Platão, discípulo de Sócrates, tinha medo do povo. Temia os interesses que sobem dos estômagos vazios, das mãos sem serventia, das dores sem remédio. Interesses não são educados, pensava ele. Não sabem a verdade. E a educação é fundamental. Criou então um modelo de estado ideal em que a verdade estaria assegurada pelo fato de que os reis seriam filósofos. Esse Estado seria um verdadeiro currículo acadêmico. Um longo processo de educação, de domesticação dos interesses pelo conhecimento. Pode-se especular se Sócrates seria feliz nessa república, cheia de salas de aula e vazia de praças. Sem praças não há povo. O Estado de Platão padecia de autoritarismo. Platão já não acreditava que era dos conflitos de interesses que vinha brilhar a mais bela harmonia, a verdade. Suprimiu os interesses, que são apenas opinião. E assim ficaria tudo preservado do caos. Sem demagogos. Uma aristocracia do espírito.
Foi necessária uma longa espera para encherem-se de novo verdadeiramente as praças de povo. As revoluções americana e francesa do século XVIII trouxeram os interesses legitimamente de volta, os dos que não têm pão (“comam brioches!”, disse a rainha) nem liberdade. Essas revoluções reviraram o mundo. Alguns ganharam liberdade — outros, não. Alguns comeram — outros, não. Os interesses continuaram a se opor e se harmonizar. A política veio a ser a arte de compor interesses, e da contradição extrair a harmonia. A forma da harmonia é a lei. Há quem goste, há quem não, segundo seus interesses. Mas a lei é um pacto de vida comum. É o modo político da verdade. Pode virar pedra, se o povo se esquecer de voltar à rua. Mas ele volta. E o tempo da sua volta vai mudando a lei. É assim, nas democracias. As leis se fazem, e vive-se depois com elas. Até serem mudadas pelo voto. Não no grito dos demagogos, nem pelo poder dos muito ricos. É assim.

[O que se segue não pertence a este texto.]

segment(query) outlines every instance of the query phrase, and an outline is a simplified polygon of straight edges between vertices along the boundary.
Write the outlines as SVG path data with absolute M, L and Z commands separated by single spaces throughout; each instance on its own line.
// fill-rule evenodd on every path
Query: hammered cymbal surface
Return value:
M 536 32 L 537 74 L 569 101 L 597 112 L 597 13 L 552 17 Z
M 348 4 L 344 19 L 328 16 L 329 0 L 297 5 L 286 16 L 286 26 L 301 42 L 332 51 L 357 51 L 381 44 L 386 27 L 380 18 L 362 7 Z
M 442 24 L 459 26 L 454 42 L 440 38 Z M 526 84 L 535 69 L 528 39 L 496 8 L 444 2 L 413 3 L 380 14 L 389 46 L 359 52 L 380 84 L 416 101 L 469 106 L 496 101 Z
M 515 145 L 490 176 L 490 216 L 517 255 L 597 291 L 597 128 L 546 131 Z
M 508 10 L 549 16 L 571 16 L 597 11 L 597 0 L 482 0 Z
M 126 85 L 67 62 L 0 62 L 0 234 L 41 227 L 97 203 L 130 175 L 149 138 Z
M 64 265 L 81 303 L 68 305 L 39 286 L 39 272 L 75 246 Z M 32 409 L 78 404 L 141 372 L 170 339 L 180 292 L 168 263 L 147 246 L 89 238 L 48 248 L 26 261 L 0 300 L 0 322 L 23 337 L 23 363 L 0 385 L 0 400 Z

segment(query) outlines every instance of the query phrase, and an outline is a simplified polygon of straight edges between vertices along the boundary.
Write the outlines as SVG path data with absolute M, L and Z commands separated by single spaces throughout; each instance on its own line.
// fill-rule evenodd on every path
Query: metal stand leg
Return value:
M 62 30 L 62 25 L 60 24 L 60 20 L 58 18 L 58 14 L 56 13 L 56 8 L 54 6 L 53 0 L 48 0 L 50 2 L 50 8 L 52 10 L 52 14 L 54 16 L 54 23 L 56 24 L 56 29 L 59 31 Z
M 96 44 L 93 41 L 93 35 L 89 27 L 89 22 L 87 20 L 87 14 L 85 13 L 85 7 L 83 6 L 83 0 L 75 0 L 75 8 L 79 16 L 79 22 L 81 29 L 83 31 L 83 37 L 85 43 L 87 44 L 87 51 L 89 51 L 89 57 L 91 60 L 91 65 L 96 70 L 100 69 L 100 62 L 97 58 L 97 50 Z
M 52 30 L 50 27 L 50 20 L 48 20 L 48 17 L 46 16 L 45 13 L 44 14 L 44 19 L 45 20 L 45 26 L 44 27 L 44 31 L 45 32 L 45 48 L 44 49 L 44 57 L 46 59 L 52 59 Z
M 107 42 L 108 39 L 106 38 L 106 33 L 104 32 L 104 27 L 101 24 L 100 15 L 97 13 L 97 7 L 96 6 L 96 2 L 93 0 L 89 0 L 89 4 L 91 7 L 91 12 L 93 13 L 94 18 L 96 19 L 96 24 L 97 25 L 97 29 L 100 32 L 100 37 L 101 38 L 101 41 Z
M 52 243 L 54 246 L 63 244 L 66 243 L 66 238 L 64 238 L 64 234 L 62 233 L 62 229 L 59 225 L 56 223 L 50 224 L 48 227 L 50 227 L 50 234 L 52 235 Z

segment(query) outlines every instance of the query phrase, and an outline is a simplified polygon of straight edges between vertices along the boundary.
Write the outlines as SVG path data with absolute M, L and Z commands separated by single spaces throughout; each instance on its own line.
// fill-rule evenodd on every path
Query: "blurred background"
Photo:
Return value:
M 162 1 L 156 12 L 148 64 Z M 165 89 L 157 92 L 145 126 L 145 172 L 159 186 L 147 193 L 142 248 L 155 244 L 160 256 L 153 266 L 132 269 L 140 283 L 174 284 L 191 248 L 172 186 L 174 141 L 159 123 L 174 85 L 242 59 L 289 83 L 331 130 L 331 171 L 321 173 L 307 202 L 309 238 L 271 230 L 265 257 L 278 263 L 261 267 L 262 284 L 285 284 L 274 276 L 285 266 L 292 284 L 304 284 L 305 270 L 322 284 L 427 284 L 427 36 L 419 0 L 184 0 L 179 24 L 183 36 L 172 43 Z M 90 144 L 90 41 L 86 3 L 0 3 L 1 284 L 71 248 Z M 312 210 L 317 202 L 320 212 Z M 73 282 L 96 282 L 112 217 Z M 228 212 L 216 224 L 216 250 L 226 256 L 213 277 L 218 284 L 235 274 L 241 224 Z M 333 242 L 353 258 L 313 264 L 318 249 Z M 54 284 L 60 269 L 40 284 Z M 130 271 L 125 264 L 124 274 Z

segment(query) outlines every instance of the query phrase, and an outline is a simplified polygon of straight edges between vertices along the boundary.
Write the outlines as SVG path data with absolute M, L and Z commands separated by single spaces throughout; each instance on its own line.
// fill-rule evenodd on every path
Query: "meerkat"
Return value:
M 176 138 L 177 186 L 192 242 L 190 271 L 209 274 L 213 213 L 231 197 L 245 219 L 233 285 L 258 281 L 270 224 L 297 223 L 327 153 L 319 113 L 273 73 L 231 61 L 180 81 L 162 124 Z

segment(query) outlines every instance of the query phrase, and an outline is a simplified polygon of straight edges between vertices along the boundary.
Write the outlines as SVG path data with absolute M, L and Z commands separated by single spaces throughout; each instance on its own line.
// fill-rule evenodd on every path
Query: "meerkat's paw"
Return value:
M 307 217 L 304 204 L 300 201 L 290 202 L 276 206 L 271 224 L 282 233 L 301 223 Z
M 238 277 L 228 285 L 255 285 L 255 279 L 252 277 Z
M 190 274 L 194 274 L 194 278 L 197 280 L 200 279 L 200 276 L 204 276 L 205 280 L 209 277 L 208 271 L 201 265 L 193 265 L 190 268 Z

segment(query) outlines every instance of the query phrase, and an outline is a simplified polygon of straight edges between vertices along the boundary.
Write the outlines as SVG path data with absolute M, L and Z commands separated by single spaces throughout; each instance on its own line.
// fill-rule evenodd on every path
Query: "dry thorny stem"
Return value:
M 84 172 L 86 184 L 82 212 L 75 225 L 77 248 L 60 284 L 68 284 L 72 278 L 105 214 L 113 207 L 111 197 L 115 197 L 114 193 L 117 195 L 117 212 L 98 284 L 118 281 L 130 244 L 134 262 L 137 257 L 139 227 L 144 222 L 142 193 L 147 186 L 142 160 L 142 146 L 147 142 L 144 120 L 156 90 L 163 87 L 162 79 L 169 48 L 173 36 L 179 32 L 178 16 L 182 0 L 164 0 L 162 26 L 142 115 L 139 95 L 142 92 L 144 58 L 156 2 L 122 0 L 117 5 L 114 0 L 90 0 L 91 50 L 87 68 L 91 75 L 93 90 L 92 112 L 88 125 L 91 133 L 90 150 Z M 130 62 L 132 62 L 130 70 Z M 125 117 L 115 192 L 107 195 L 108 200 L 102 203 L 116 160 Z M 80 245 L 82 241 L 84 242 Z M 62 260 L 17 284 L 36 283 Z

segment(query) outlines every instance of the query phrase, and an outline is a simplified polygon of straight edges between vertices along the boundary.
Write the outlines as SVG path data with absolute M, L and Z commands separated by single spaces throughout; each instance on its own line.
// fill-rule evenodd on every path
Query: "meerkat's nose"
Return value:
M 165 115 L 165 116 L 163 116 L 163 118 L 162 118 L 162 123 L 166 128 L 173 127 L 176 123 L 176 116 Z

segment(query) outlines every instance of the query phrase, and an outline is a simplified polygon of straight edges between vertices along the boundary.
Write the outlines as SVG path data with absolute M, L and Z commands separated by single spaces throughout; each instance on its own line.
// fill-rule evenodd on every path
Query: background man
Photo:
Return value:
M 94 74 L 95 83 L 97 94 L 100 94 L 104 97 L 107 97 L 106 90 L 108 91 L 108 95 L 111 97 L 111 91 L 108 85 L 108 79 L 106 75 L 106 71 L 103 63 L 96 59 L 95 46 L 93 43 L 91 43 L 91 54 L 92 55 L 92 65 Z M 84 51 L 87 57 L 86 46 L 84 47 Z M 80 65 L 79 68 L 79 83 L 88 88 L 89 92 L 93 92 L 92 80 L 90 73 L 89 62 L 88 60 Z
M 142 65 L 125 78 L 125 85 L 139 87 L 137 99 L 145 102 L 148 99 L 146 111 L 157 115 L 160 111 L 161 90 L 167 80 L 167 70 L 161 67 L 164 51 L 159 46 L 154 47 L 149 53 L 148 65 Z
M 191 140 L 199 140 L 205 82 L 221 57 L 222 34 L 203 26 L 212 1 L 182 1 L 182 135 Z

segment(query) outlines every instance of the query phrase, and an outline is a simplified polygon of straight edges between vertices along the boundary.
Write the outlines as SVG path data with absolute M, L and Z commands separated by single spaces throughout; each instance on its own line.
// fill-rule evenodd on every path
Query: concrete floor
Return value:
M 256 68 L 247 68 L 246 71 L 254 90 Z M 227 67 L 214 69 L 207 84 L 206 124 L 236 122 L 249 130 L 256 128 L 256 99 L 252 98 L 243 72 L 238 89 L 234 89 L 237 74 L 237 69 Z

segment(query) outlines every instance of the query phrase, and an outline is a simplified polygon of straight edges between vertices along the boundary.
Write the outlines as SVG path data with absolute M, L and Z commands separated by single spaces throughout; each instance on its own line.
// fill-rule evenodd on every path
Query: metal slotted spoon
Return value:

Nem todos gostam. Há os que têm pressa em mudar leis e pessoas. Têm seus próprios desígnios — agendas, diz-se hoje — e são impacientes. Não raro cavalgam os interesses verdadeiros do povo, quando ele vai às ruas dizer sua palavra, e torcem sua marcha na direção dessa vontade apressada. Desrespeitam a política, metade conflito, metade harmonia. Estimulam o conflito, que lhes serve melhor. É um perigo. Um dia o povo, que foi bater panelas com uma raiva embaraçosamente convicta, pode perceber que foi conduzido. Que alguém andava por ali desinteressado da verdade. E cobrará. Como, depois se há de ver.
Não se batiam panelas na república de Platão. Não havia liberdade. Na Ágora de Sócrates seria possível. Mas não era necessário. Os interesses estavam sendo harmonizados, a verdade, no final, fazia a festa. Hoje não sabemos mais. Os interesses estão em guerra. E quem busca a harmonia fica esmagado por eles. Mas há interesses e interesses. Panelas e panelas. Umas batem raivosamente, outras soam uma convicção triste. Saber distinguir as batidas é uma arte. É preciso apurar os ouvidos. De onde estiver exilada, a verdade pode regressar pelos ouvidos de quem sabe ouvir.